COHORT cō’ hôrt (σπει̂ρα, G5061, company, band). KJV “band.” In the RSV alternately “battalion” (Matt 27:27; Mark 15:16) and “band” (John 18:3, 12). Nominally the tenth part of a Rom. legion, or 600 men.

The traditional Rom. legion of 6,000 men was divided into ten cohorts. Each of these was divided for administrative purposes into three maniples and six centuries. In the minor provinces, e.g., Judea, Rom. troops were usually recruited locally and assigned to auxiliary cohorts which were posted alone in frontier forts and in places of unrest. The auxiliary cohort numbered from 500 to 1,000 men and was composed of infantry and cavalry. They were commanded by prefects or tribunes. Χιλίαρχος (commander of 1,000) is tr. in the KJV as “captain” or “chief captain” and in the RSV “tribune.”

The Italian Cohort (Acts 10:1), of which Cornelius was a centurion, commander of 100, was prob. composed of Rom. citizens. It has been identified with the cohors II Italica which is known to have been in Syria in a.d. 88 (CIL XVI. 35).

In the NT the cohort often functioned as garrison troops and as local military police (Matt 27:27; John 18:3).

International Standard Bible Encyclopedia (1915)


See Army; Band.

Augustan Cohort (band)

AUGUSTAN COHORT (BAND). (Gr. σπει̂ρα, G5061). This title which occurs in Acts 27:1 has occasioned much speculation. A cohort was normally a tenth part of a legion and was itself divided into six centuries, each under a centurion. A cohort, therefore, comprised 600 men. In the auxiliary troops the cohorts were the basic unit of division and each numbered 500 or 1,000 men. Each bore some honorific title such as Gallica or fidelis, and they were commanded by prefects or tribunes.

The Gr. word in the present context is speira which normally tr. the Lat. manipulus, a force of two cohorts (e.g. Polybius, XI, 23. 1), although at Acts 10:1, as in Josephus, War IV. iv. 2, it seems to be used for cohort. None of these usages, all of which contain a measure of uncertainty, relieves the difficulty of the present context. If the “Augustan Band” was a true cohort, regular or auxiliary, why was it commanded by a centurion?

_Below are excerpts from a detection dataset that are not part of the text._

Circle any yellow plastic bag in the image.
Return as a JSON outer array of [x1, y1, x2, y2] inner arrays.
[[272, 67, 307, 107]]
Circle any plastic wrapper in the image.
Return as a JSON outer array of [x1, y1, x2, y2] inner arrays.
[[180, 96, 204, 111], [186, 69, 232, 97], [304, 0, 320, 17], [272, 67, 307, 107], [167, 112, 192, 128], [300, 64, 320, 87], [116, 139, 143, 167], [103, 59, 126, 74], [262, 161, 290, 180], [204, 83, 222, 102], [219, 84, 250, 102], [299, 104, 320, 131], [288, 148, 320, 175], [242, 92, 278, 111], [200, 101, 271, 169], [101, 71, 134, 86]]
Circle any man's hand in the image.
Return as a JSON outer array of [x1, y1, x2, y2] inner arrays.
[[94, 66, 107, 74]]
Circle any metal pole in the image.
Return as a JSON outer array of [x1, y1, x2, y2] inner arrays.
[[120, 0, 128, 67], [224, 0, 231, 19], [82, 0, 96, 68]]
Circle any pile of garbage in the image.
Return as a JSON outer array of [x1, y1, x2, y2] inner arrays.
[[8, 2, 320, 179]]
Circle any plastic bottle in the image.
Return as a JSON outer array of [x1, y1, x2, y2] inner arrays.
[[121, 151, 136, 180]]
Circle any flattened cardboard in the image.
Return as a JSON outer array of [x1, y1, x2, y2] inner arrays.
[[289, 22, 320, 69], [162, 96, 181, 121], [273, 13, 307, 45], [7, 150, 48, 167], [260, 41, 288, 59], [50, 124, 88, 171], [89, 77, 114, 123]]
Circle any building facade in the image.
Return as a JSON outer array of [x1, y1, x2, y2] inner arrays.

Ramsay, following the great Ger. scholar Mommsen, supposes that the unit was a name for a special corps of imperial couriers called frumentarii, functioning as liaison officers between the emperor and his armed forces (W. M. Ramsay, Saint Paul the Traveller and Roman Citizen, 315, and R. J. Knowling, EGT Acts, 516, 517). On such an assumption, Julius would be a legionary centurion detailed for this special task. This, however, does no more than account for the fact that it was a centurion who commanded this detachment. Was he, or the whole bodyguard, called Augustan?

The only contribution which can be made to this question is, first, the fact that there is archeological evidence for a Cohors Augusta I in Syria in the time of Augustus (Dessau, ILS 2683). Secondly, it may be mentioned that Josephus wrote of a turma or cavalry called “Sebastan,” that is “Augustan,” the Gr. word in the present context. Sebaste was Samaria, refounded by Herod I under that name in honor of Augustus. There the problem must be left. Julius may have been a praetorian sent on a special mission to Caesarea.